Tanto a doutrina quanto a jurisprudência não discutem a importância de se possibilitar ao Executado outras formas de garantia do crédito da Fazenda Pública, para que este tenha assegurado o seu direito de discutir, judicialmente, a certeza e a liquidez do título executivo.
O Código de Processo Civil de 1973 apenas admitiu, expressamente, a possibilidade de se substituir a penhora por seguro garantia após a inclusão do § 2º, art. 656 da lei 11.382/06. Esta posição foi mantida no Novo Código de Processo Civil e incluída, expressamente, na lei de execução fiscal – LEF (lei 6.830/80), alterada pela lei 13.043/14.
Entretanto, a figura do seguro garantia ganha maior relevância, na Execução Fiscal, em razão da garantia integral do débito ser um dos requisitos de admissibilidade dos Embargos à Execução, conforme determinação expressa do § 1º, do art. 16, deste diploma legal.
Noutras palavras, os princípios da ampla defesa, do contraditório e da inafastabilidade da jurisdição são limitados pela Lei, que obriga o executado a garantir, integralmente, o Juízo, para que possa discutir a legalidade do título executivo.
Apesar da presunção geral de que as Execuções Fiscais são ajuizadas apenas contra grandes sociedades empresárias, a verdade é que aproximadamente 1/4 destas execuções foram ajuizadas em 2010 contra pessoas físicas, conforme dados da "Justiça em Números" daquele ano.
Neste sentido, a exigência de garantia integral do débito fazia com que o direito da parte executada fosse suprimido, em caso de ausência de poderio financeiro. Impende repisar ser direito de qualquer parte, ao sentir ter seu direito violado, a busca pelo auxílio do Poder Judiciário.
Logo, a exigência de garantia integral do débito limita o exercício de um direito constitucional, causando graves prejuízos àquele que teve contra si a lavratura de um título executivo.

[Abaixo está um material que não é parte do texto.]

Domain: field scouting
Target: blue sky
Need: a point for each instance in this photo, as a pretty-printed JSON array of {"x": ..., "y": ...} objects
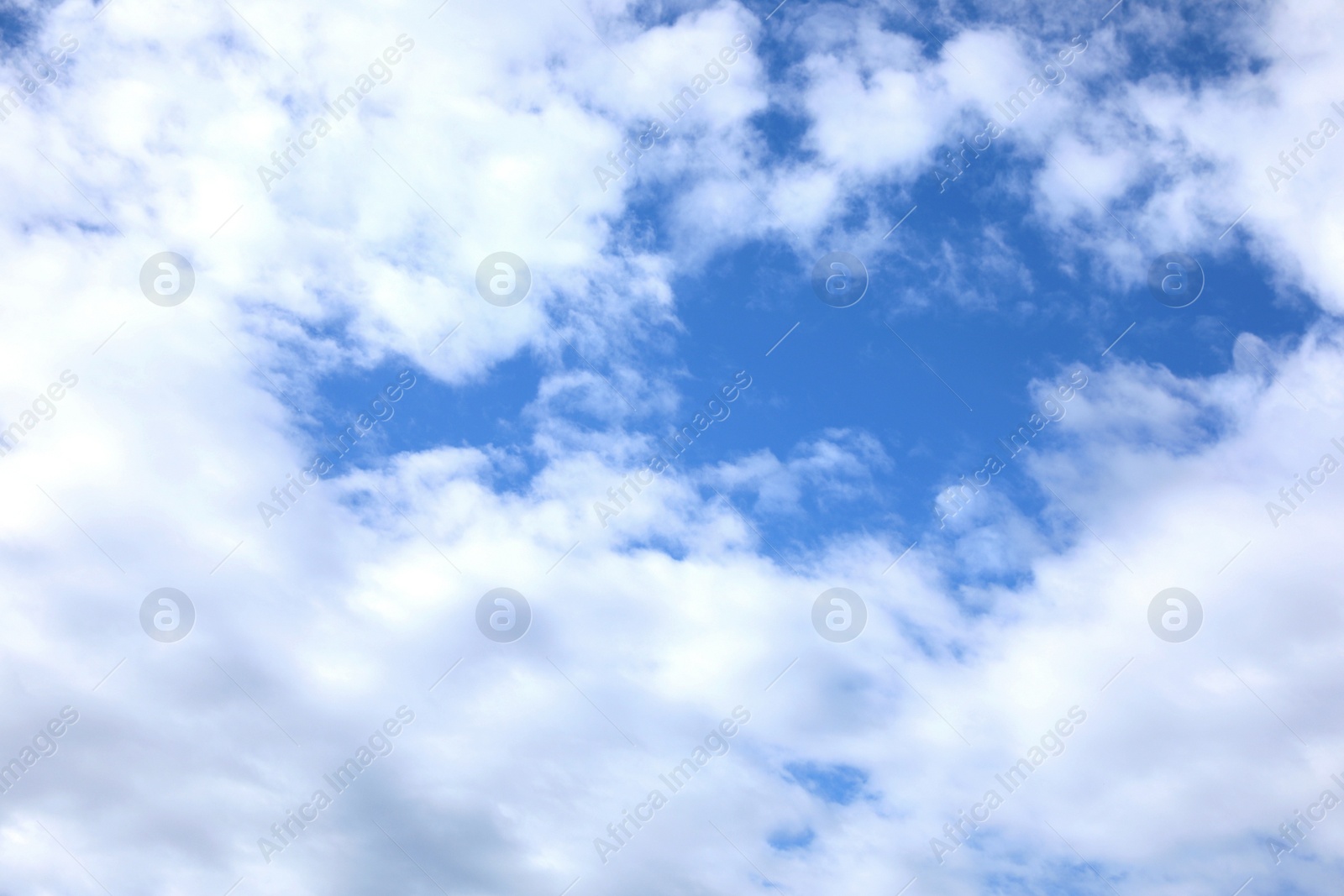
[{"x": 873, "y": 669}]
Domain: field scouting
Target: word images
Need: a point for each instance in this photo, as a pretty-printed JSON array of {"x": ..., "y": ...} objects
[
  {"x": 1052, "y": 411},
  {"x": 42, "y": 405},
  {"x": 1292, "y": 831},
  {"x": 699, "y": 423},
  {"x": 1324, "y": 468},
  {"x": 716, "y": 745},
  {"x": 44, "y": 746},
  {"x": 1324, "y": 132},
  {"x": 339, "y": 107},
  {"x": 1016, "y": 777},
  {"x": 682, "y": 102},
  {"x": 45, "y": 71},
  {"x": 322, "y": 466},
  {"x": 1011, "y": 110},
  {"x": 380, "y": 745}
]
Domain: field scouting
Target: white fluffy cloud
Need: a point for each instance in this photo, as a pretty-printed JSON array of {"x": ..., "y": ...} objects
[{"x": 313, "y": 631}]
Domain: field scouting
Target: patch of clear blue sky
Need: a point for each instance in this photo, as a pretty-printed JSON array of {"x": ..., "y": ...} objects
[
  {"x": 844, "y": 369},
  {"x": 833, "y": 783}
]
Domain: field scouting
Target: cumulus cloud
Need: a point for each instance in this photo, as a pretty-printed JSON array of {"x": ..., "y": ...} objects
[{"x": 853, "y": 763}]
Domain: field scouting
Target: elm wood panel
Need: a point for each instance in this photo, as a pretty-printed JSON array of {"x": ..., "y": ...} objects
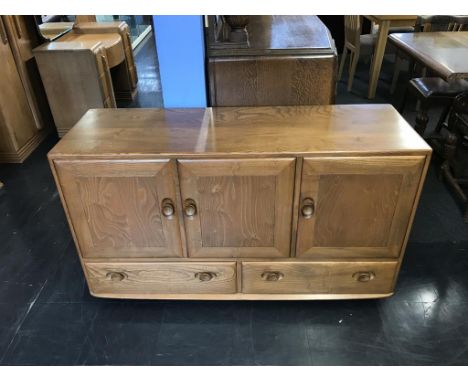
[
  {"x": 362, "y": 205},
  {"x": 142, "y": 279},
  {"x": 318, "y": 277},
  {"x": 271, "y": 81},
  {"x": 445, "y": 53},
  {"x": 72, "y": 79},
  {"x": 244, "y": 206},
  {"x": 121, "y": 28},
  {"x": 268, "y": 131},
  {"x": 16, "y": 118},
  {"x": 116, "y": 207}
]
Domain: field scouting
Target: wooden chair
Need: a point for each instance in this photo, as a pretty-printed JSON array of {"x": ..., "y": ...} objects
[
  {"x": 358, "y": 44},
  {"x": 454, "y": 169}
]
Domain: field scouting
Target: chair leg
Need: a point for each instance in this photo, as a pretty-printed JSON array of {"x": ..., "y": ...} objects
[
  {"x": 421, "y": 119},
  {"x": 442, "y": 118},
  {"x": 396, "y": 74},
  {"x": 352, "y": 70},
  {"x": 344, "y": 56}
]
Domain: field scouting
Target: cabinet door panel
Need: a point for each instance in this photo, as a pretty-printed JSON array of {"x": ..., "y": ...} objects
[
  {"x": 116, "y": 207},
  {"x": 361, "y": 206},
  {"x": 244, "y": 206}
]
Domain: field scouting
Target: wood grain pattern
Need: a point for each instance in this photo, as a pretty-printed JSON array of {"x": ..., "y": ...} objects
[
  {"x": 116, "y": 207},
  {"x": 145, "y": 278},
  {"x": 361, "y": 205},
  {"x": 271, "y": 81},
  {"x": 244, "y": 206},
  {"x": 318, "y": 277},
  {"x": 226, "y": 132}
]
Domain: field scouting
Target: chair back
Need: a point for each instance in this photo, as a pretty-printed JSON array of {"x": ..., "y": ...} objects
[
  {"x": 440, "y": 23},
  {"x": 353, "y": 27}
]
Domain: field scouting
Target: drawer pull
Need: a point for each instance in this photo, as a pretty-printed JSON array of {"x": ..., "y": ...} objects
[
  {"x": 190, "y": 208},
  {"x": 205, "y": 276},
  {"x": 363, "y": 277},
  {"x": 308, "y": 208},
  {"x": 272, "y": 276},
  {"x": 167, "y": 207},
  {"x": 116, "y": 276}
]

Feito este breve esclarecimento, destaca-se o prejuízo causado aos executados nas hipóteses em que o débito executado advém de multa administrativa por suposto descumprimento de normas regulamentares editadas por Agências Reguladoras, como, por exemplo, no caso da Agência Nacional de Saúde Suplementar (ANS).
As multas aplicadas pela ANS encontram-se previstas, em sua maioria, na resolução normativa de 124/06, e possuem valores elevadíssimos, podendo ser aplicadas desde uma negativa de cobertura até eventual irregularidade em informações contábeis.
Nesta toada, imagine-se um caso em que a ANS conclui, equivocadamente, que determinada Operadora de Planos de Saúde - OPS tenha recusado cobertura prevista na legislação à um beneficiário. Nesta situação, o art. 77 da supracitada RN prevê a aplicação de multa no valor de R$ 80.000,00 (oitenta mil reais).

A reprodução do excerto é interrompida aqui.